In that great book, Hayek discusses the Rule of Law. He says: ‘As a true law should not name any particulars, so it should especially not single out any specific person or group of persons.’ He goes on to say: ‘[It] came to be recognised, as Parliament began to act as arbitrarily as the king, that whether or not an action was arbitrary depended not on the source of the authority but on whether it was in conformity with pre-existing general principles of law. The points most frequently emphasised were that there must be no punishment without a previously existing law providing for it [and] that all statutes should have only prospective and not retrospective operation…’
How far short of that ideal the coalition government has recently fallen, with its deplorable proposal to take £500 million from Barclays Bank in respect of a tax-avoidance transaction which was, apparently, entirely legal. I can’t believe Lady Thatcher would approve.
In 1970 I published a pamphlet, based on a speech to the Society for Individual Freedom, entitled ‘We’re All Nazis Now’. The title, of course, was derived from Sir William Harcourt’s well-known assertion on introducing estate duty in 1894, ‘We’re All Socialists Now’. I was pointing out how many practices of the UK government at the end of the 1960s resembled those of the German Nazis between 1933 and 1945.
In that pamphlet I wrote: ‘Retrospective taxes are a favourite Nazi practice. … There is no difference in principle between taxing people on income that was not legally taxable at the time it arose, or at higher rates than were then in force, and fining, imprisoning, or even executing people for so-called “offences” which were not legally offences at the time they were committed.’
It is disappointing – to put it mildly – to see a modern British government resort to this obnoxious practice once again.

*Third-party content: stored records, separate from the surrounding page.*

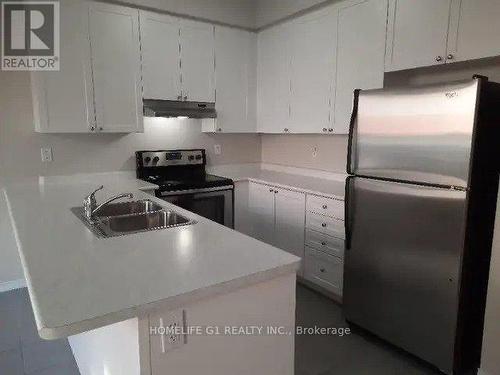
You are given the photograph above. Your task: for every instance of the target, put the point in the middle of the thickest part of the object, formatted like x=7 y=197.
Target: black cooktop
x=188 y=182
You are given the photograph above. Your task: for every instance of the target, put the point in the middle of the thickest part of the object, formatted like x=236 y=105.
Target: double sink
x=117 y=219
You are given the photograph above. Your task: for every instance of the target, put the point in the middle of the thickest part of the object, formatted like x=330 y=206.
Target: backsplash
x=327 y=153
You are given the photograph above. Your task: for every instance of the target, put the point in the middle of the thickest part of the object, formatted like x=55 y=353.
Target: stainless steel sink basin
x=118 y=225
x=128 y=208
x=114 y=225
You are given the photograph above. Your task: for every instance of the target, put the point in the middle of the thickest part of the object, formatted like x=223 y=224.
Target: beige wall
x=270 y=11
x=80 y=153
x=297 y=151
x=490 y=365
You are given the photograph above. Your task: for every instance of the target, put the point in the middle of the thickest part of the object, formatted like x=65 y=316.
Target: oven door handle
x=194 y=191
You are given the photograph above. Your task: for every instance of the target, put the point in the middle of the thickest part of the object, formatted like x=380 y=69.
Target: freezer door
x=419 y=134
x=404 y=244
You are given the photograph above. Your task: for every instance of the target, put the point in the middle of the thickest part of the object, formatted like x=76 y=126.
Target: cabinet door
x=290 y=221
x=197 y=61
x=474 y=30
x=236 y=75
x=417 y=33
x=160 y=56
x=313 y=49
x=261 y=211
x=273 y=90
x=116 y=67
x=63 y=101
x=360 y=55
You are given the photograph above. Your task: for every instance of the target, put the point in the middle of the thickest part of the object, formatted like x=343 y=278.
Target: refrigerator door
x=419 y=134
x=403 y=253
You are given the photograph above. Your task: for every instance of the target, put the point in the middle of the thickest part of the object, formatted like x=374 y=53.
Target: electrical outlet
x=173 y=326
x=315 y=152
x=46 y=154
x=217 y=149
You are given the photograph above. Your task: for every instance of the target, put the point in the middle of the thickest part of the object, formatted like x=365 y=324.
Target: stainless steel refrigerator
x=420 y=206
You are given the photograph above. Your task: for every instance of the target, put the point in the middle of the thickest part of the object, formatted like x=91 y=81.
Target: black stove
x=175 y=170
x=182 y=180
x=195 y=181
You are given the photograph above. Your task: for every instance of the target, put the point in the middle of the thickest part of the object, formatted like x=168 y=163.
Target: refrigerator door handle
x=349 y=196
x=351 y=142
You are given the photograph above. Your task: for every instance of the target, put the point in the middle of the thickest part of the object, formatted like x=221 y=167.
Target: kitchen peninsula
x=107 y=294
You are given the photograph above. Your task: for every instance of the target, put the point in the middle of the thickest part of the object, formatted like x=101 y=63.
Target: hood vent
x=172 y=108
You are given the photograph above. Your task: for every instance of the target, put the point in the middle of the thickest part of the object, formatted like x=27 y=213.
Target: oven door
x=214 y=203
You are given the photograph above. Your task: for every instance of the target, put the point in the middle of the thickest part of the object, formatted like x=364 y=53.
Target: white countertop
x=308 y=181
x=78 y=282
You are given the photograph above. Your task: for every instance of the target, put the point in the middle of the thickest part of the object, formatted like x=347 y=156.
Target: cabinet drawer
x=331 y=245
x=326 y=225
x=324 y=270
x=325 y=206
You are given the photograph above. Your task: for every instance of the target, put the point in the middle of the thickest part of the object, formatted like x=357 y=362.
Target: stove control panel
x=170 y=158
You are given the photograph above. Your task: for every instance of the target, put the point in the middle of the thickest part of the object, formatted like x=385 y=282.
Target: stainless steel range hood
x=172 y=108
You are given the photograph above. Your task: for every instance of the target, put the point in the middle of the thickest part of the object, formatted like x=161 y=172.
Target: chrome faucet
x=90 y=203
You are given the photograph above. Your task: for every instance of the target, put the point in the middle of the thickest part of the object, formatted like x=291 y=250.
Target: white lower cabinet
x=289 y=221
x=282 y=218
x=325 y=270
x=276 y=216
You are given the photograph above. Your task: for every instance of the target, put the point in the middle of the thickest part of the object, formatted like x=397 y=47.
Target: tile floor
x=356 y=354
x=22 y=352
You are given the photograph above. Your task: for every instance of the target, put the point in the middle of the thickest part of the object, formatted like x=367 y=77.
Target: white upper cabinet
x=116 y=66
x=63 y=101
x=313 y=52
x=474 y=30
x=236 y=80
x=417 y=33
x=197 y=61
x=160 y=45
x=273 y=89
x=360 y=55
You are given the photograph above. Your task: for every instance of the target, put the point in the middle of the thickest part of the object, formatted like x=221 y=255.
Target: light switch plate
x=46 y=153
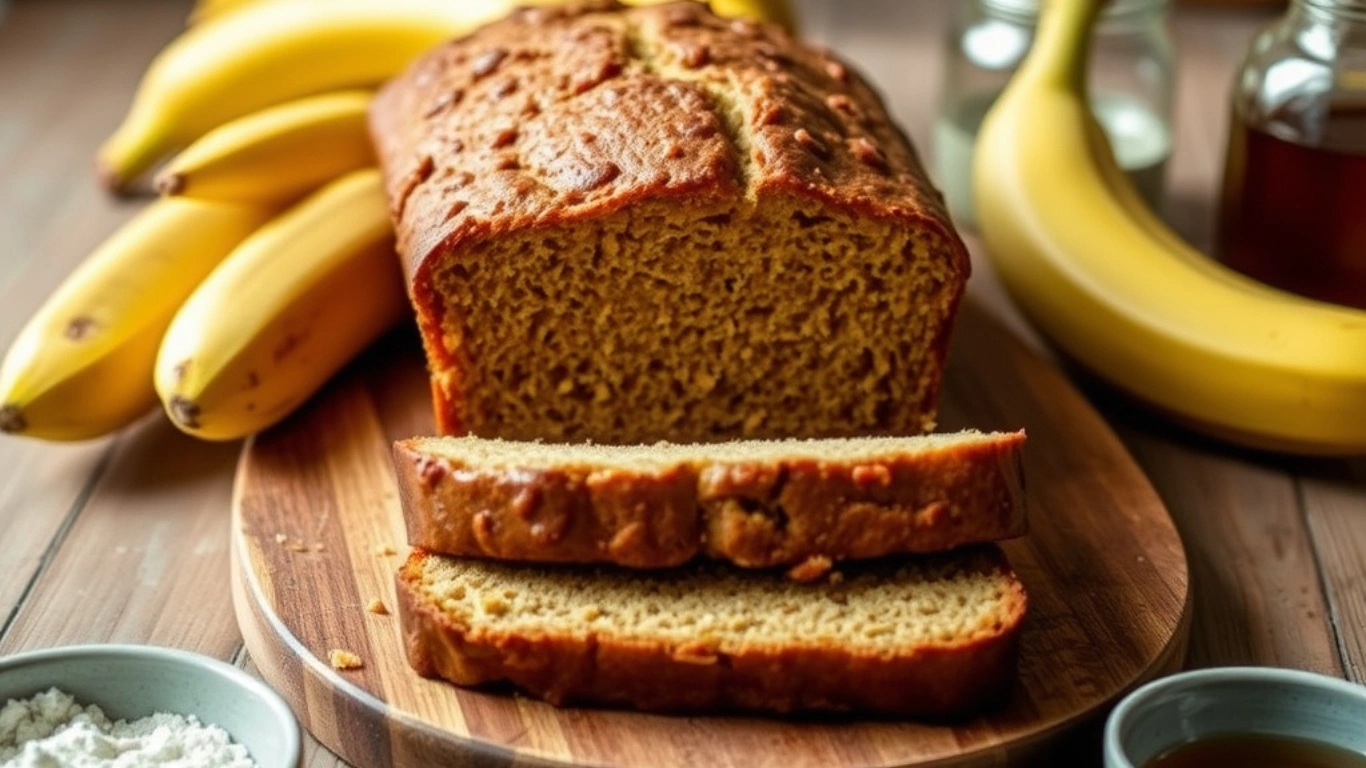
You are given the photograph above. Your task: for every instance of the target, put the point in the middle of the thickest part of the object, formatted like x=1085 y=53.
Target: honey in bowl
x=1257 y=750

No one would expect today’s Liberal Democrats to be ‘liberal’ in the classical sense, but one might have hoped that the Conservative majority in the coalition government would have more respect for the principles of the Rule of Law.
Towards the end of his life, Hayek remarked that, in the course of a long life, his opinion of politicians had steadily gone down. I know how he felt.

I have just checked p. 174 of Thinking the Unthinkable, and it appears that Philip is correct. The incident apparently took place at the Conservative Research Department in the summer of 1975.